En architecture, le bois est le premier matériau de construction utilisé dans les grandes salles où se réunit la cour royale. Au début du viie siècle, le roi Edwin fait construire un palais à Yeavering en Northumbrie dont la pièce principale, qui mesure plus de vingt mètres, abrite une sorte de théâtre. Des nombreuses églises de bois, il ne reste qu’un fragment de la nef et des murs de chêne de l’église St Andrew à Greensted-Juxta-Ongar (dernier quart du ixe siècle, Essex).

Les églises en pierre, au nombre de 400 environ, sont alors présentes sur tout le territoire, en particulier dans l’East Anglia, le Kent et le Sussex. Petites, elles sont dotées d’un plan simple, composé d’une nef unique jouxtée de pièces latérales. L’église St John à Escomb (viie siècle, Northumbrie) en est un bel exemple. Restée quasiment intacte, elle a été construite avec des blocs de pierre provenant d’édifices romains et affiche une certaine sobriété. Plus tard, autour de l’an 1000, la structure s’enrichit de nefs latérales et de clochers ; ses murs sont décorés de fresques. Les vitraux font leur apparition. Le plus ancien d’Europe (entre 680 et 860), décoré de motifs géométriques aux couleurs éclatantes, est celui du monastère de St Paul à Jarrow, dans le comté de Durham, où vit Bède le Vénérable, l’érudit le plus influent de l’Angleterre anglo-saxonne.

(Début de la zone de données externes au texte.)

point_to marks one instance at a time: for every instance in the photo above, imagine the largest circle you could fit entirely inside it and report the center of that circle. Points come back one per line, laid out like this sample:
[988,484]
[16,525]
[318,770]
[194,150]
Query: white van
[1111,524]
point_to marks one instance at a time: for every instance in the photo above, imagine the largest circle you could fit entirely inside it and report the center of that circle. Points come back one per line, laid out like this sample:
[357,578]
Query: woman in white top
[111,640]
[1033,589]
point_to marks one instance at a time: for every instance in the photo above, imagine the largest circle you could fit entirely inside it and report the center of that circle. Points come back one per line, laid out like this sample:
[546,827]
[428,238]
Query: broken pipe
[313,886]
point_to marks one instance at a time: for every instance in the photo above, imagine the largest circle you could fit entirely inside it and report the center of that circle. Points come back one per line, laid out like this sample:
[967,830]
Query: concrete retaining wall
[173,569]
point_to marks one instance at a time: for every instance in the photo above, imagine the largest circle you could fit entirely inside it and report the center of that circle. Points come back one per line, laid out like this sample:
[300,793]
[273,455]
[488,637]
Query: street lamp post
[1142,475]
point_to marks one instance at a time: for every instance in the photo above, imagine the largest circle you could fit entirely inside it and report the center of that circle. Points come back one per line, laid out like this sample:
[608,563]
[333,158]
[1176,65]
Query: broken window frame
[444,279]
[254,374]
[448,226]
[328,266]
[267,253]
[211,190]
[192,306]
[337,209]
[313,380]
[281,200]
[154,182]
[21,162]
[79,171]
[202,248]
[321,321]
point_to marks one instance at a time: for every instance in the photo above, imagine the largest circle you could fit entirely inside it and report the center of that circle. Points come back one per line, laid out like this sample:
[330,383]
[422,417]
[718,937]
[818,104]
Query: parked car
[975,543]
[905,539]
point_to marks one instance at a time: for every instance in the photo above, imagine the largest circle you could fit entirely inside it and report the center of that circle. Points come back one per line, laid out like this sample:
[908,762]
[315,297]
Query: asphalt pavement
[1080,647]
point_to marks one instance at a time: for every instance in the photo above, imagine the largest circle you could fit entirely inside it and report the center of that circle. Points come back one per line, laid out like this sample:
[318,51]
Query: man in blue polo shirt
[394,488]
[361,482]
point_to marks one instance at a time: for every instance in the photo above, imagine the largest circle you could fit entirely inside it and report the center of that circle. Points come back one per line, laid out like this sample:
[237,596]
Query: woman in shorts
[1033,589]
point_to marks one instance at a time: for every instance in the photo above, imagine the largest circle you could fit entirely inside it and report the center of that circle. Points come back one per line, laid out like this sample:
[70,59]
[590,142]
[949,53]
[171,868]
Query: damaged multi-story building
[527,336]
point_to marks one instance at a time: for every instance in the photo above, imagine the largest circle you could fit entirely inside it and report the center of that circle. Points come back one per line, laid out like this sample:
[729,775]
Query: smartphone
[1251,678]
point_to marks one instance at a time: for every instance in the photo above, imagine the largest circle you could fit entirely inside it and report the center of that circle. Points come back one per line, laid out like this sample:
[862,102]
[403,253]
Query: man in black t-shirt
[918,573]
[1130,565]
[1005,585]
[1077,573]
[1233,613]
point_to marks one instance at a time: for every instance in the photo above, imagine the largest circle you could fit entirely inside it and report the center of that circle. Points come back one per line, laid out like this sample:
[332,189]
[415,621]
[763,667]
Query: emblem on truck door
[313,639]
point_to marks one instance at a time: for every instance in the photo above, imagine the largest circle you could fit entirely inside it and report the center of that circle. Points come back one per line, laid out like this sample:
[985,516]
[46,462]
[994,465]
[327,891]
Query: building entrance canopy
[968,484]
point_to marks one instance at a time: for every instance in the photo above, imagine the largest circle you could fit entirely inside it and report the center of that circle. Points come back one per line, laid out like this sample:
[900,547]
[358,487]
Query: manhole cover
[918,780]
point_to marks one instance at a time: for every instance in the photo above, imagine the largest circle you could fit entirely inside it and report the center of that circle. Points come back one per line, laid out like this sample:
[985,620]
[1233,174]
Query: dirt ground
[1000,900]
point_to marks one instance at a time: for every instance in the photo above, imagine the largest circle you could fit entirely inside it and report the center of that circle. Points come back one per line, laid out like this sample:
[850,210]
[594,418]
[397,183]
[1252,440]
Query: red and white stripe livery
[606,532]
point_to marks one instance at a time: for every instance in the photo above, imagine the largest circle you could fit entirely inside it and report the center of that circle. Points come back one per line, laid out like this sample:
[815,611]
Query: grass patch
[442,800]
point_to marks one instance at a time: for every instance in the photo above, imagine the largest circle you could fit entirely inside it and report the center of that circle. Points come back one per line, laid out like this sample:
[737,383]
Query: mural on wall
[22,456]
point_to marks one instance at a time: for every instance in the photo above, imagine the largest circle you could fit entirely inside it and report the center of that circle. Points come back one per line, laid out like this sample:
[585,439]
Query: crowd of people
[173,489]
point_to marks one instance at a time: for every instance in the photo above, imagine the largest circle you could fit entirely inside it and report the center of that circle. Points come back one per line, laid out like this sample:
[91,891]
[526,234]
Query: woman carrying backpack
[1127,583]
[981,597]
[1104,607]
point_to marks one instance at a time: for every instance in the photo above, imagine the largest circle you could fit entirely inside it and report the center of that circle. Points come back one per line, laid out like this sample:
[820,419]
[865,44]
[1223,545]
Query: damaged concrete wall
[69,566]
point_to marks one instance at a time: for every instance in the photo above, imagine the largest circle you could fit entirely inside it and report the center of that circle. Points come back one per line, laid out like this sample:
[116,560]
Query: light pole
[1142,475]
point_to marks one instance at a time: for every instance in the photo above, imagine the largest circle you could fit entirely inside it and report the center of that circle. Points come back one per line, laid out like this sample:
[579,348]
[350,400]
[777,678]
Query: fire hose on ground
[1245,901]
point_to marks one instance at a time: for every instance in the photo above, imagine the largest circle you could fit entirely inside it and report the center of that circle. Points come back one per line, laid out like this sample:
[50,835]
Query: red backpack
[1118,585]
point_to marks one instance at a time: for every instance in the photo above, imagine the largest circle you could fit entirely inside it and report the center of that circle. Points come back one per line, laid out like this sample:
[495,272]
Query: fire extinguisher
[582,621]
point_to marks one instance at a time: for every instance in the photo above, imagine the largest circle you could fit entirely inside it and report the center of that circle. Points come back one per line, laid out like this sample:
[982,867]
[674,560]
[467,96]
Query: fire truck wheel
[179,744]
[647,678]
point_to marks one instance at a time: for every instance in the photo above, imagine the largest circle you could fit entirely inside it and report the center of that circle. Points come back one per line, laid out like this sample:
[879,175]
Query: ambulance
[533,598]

Les imposantes croix de pierre, produites en grand nombre et dressées à l’extérieur des édifices, ont plusieurs fonctions : elles sont objets de culte et indiquent les lieux de sépulture d’éminents personnages ainsi que les stations des processions funèbres célébrant les saints. La plus connue, celle de Ruthwell, située dans le comté de Dumfries, date du viiie siècle. Haute de 5,50 m, elle est gravée de scènes de l’Évangile, de sarments de vigne et de runes (caractères de l’ancien alphabet des langues germaniques du nord de l’Europe). Outre la pierre, l’ivoire des défenses de morse est très utilisé. On y taille des sceaux, des fourreaux d’épée, des boucles, des croix, des couvertures de livres ou des ciboires.

2.2

L’orfèvrerie anglo-saxonne

Les pièces archéologiques les plus importantes du viie siècle, aujourd’hui exposées au British Museum de Londres, ont été retrouvées dans un vaisseau sépulcral à Sutton Hoo dans le Suffolk, en Angleterre. Elles comprennent des bijoux en or (les orfèvres anglo-saxons étaient réputés dans toute l’Europe), la garde d’une riche épée, une fibule et un fermoir permettant de retenir un vêtement au niveau des épaules, un casque et un écusson, le tout appartenant à un souverain d’East Anglia, peut-être Redwald, mort vers 630.

Le royaume de Northumbrie, où se sont installés des missionnaires et des moines irlandais, est la zone de production artistique la plus prolifique. À la suite des invasions vikings entre le ixe et le xie siècle, le royaume de Wessex, au sud, parvient progressivement à étendre sa domination sur l’ensemble du territoire, faisant de Winchester sa capitale politique et culturelle.